Towards this end, we present a modified learning strategy to tackle the blind SR problem, which can naturally avoid the above mentioned drawbacks. Specifically, we first reformulate the degradation model in a way such that the blur kernel estimation and image upsampling can be disentangled. In particular, as shown in Fig. 2, we derive a new kernel from the primitive kernel $\mathbf{k}_{h}$ and LR image. It transfers the kernel estimation into the LR space and the new kernel can be estimated without aliasing ambiguity. Based on the new degradation, we further introduce the dynamic deep linear kernel (DDLK) to provide more equivalent choices of possible optimal solutions for the kernel to accelerate training. Subsequently, a novel deep constrained least squares (DCLS) de convolution module is applied in the feature domain to obtain deblurred features. DCLS is robust to noise and can provide a theoretical and principled guidance to obtain clean images/features from blurred inputs. Moreover, it dosen’t require kernel stretching strategy and thus preserves the kernel’s spatial relation information. Then the deblurred features are fed into an upsampling module to restore the clean HR images. As illustrated in Fig. 1, the overall method has turned out to be surprisingly effective in recovering sharp and clean SR images.
为此,我们提出一种改进的学习策略来解决盲超分辨率问题,该方法能自然规避上述缺陷。具体而言,我们首先重构退化模型,使模糊核估计与图像上采样过程解耦。如图2所示,我们从原始核$\mathbf{k}_{h}$和低分辨率图像中推导出新核,将核估计转换至低分辨率空间,从而消除混叠歧义性。基于新退化模型,我们进一步引入动态深度线性核(DDLK),为核优化提供更多等效解选择以加速训练。随后,在特征域应用新型深度约束最小二乘(DCLS)反卷积模块获取去模糊特征。DCLS具有噪声鲁棒性,能为模糊输入到清晰图像/特征的转换提供理论化原则指导,且无需核拉伸策略,从而保留核的空间关系信息。最终将去模糊特征输入上采样模块重建高分辨率图像。如图1所示,该方法在恢复锐利清晰超分图像方面展现出显著效果。
The main contributions are summarized as follows:
主要贡献总结如下:
• We introduce a new practical degradation model derived from Eq. (1). Such degradation maintains consistency with the classical model and allows us reliably estimate blur kernel from low-resolution space. • We propose to use a dynamic deep linear kernel instead of a single layer kernel, which provides more equivalent choices of the optimal solution of the kernel, which is easier to learn.
• 我们基于公式(1) 推导出一种新的实用退化模型。该模型与经典模型保持一致性,并能可靠地从低分辨率空间估计模糊核。
• 我们提出使用动态深度线性核替代单层核,这为核的最优解提供了更多等效选择,从而更易于学习。

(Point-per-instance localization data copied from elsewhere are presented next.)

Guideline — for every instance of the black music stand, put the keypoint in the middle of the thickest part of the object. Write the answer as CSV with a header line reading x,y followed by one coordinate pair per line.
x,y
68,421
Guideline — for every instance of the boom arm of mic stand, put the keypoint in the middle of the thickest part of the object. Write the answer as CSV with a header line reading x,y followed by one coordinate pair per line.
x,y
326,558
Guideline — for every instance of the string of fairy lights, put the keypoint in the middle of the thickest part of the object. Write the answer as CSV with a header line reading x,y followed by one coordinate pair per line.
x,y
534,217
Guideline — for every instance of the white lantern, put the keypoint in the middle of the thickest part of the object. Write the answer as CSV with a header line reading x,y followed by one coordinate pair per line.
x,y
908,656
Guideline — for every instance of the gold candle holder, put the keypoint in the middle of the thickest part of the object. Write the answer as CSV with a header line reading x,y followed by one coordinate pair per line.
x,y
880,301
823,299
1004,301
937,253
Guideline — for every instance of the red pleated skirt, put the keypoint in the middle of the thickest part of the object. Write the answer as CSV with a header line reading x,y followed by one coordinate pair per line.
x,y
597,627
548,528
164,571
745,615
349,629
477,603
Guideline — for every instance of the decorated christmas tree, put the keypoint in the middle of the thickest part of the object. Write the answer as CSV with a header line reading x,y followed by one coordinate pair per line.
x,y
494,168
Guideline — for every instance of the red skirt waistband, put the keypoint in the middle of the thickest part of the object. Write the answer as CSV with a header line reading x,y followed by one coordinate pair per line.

Figure 2. Kernel reformulation examples. The top row and middle row are the LR images and the corresponding primitive kernels. The bottom row is the reformulated kernels.
图 2: 核重构示例。顶行和中行分别是低分辨率 (LR) 图像及其对应的原始核。底行为重构后的核。

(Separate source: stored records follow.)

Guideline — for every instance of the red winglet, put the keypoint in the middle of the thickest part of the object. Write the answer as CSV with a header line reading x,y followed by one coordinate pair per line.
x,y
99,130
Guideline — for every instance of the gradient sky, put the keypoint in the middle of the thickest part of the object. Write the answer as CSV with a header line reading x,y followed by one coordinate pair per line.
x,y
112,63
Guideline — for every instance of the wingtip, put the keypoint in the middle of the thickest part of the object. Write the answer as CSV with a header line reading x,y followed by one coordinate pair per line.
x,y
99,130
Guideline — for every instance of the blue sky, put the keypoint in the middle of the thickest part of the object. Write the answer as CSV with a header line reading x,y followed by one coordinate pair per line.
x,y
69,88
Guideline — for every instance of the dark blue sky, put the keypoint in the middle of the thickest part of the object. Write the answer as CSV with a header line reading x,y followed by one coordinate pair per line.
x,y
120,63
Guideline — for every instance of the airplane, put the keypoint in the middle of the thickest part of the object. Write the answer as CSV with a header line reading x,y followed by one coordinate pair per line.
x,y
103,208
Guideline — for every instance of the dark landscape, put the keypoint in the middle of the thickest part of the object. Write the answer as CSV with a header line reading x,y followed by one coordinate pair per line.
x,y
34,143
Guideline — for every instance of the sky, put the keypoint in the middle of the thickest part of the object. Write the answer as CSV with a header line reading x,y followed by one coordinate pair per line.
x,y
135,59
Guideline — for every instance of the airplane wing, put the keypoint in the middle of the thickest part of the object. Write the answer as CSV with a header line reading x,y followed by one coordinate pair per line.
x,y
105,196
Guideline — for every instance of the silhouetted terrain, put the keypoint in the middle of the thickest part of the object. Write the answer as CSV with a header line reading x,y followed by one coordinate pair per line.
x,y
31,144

• We propose a novel de convolution module named DCLS that is applied on the features as channel-wise deblurring so that we can obtain a clean HR image. • Extensive experiments on various degradation kernels demonstrate that our method leads to state-of-the-art performance in blind SR problems.
• 我们提出了一种名为DCLS的新型反卷积模块,该模块在特征上进行通道级去模糊处理,从而获得清晰的高分辨率(HR)图像。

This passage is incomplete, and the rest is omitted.